Hi, and welcome to the forums.
If you do, you do it at your own risk. Yes, Iomega claims it's compatible with TIme Machine (but requires some extra feature from Iomega).
But read this carefully:
http://docs.info.apple.com/article.html?path=Mac/10.6/en/15139.html
If the Iomega doesn't fit that definition
exactly, Apple will not support this.
From a post in another forum (found by V.K.):
The technical reason why Apple limits Time Machine to 10.5 AFP volumes appears to be to prevent disk image corruption. There were additional features added to AFP in 10.5 to support Time Machine. These presumably allow the disk image engine to force disk image journal data to write out all the way to the disk. Without such features, a network interruption can result in a corrupted filesystem on the disk image despite journaling. Remember, journaling relies on the journal being written all the way to disk before the changes take place. If you can't guarantee that (e.g., because of network/NAS buffering) then the journal is useless. Time Machine appears to rely heavily on disk journaling to deal with network drop-outs, interrupted backups, and the like. Take this away and your data is at risk.

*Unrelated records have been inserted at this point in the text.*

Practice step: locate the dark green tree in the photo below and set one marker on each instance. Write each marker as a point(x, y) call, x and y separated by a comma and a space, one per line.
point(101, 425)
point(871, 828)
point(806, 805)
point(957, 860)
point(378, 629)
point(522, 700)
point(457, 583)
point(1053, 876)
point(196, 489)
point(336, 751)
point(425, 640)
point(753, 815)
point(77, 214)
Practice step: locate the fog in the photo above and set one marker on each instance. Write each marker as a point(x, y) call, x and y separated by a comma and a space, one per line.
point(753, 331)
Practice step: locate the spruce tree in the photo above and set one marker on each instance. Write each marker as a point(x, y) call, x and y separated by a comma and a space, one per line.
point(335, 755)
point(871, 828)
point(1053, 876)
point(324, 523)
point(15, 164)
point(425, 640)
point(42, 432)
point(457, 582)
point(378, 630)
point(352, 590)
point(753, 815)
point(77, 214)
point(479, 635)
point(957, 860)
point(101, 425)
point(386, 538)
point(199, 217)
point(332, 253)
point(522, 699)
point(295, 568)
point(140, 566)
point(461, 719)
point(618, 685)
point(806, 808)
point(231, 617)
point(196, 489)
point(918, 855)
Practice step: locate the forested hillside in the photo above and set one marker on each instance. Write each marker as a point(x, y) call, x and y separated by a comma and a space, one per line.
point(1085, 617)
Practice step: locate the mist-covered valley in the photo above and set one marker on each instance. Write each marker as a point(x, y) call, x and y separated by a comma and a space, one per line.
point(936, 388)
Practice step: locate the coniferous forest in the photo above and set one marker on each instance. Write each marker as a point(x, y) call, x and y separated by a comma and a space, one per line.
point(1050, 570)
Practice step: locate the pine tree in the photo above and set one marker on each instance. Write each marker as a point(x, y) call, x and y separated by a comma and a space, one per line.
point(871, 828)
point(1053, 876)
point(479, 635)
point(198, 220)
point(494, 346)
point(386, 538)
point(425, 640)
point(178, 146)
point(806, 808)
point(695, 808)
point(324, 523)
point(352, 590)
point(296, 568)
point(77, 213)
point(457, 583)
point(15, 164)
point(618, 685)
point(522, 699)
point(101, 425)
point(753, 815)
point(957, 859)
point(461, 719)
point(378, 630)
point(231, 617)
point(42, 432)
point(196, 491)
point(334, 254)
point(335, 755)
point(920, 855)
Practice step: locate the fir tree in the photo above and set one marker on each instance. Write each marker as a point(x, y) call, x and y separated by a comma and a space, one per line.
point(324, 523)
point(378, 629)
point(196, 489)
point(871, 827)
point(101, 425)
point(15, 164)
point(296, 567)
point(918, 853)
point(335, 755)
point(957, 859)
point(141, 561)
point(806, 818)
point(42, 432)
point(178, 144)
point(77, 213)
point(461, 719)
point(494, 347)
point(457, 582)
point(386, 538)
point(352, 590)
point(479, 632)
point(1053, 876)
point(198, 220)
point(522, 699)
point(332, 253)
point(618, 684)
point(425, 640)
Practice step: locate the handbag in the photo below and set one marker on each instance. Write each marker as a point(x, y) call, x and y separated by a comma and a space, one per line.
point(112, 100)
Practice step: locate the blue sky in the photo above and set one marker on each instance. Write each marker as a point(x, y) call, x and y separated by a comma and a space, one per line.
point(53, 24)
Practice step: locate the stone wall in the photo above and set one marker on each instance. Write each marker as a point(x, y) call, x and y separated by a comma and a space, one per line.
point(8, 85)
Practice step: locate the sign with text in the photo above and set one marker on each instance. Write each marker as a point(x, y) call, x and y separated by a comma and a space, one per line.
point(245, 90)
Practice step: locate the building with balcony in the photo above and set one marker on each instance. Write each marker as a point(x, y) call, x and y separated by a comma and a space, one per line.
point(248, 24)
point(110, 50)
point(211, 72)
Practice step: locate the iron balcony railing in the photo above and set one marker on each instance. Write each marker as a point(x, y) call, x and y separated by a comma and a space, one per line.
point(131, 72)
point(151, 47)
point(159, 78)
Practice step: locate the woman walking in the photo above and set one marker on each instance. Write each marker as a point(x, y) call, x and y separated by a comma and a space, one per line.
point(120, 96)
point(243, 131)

If the NAS you are using supports these features it should report them to the OS and you should natively be able to choose that volume. If you have to trick the OS to use the volume it means the NAS does not support it.
To summarize: if you care about your backup data you should avoid using non-natively supported AFP servers.
That post obviously applies to Leopard; Snow Leopard appears to have
added some requirements, that are also not supported by all NAS devices, and some that were working with Leopard no longer work with Snow Leopard.
Requiring another software package may let most of the TM operations work, but you probably cannot do a full system restore from those backups.
That is done using the installer on the Snow Leopard Install disc, which will
not have that package on it.
See #14 in the
Frequently Asked Questions *User Tip,* also at the top of this forum.
It's your call, of course, but I would NEVER trust my backups to such a scheme.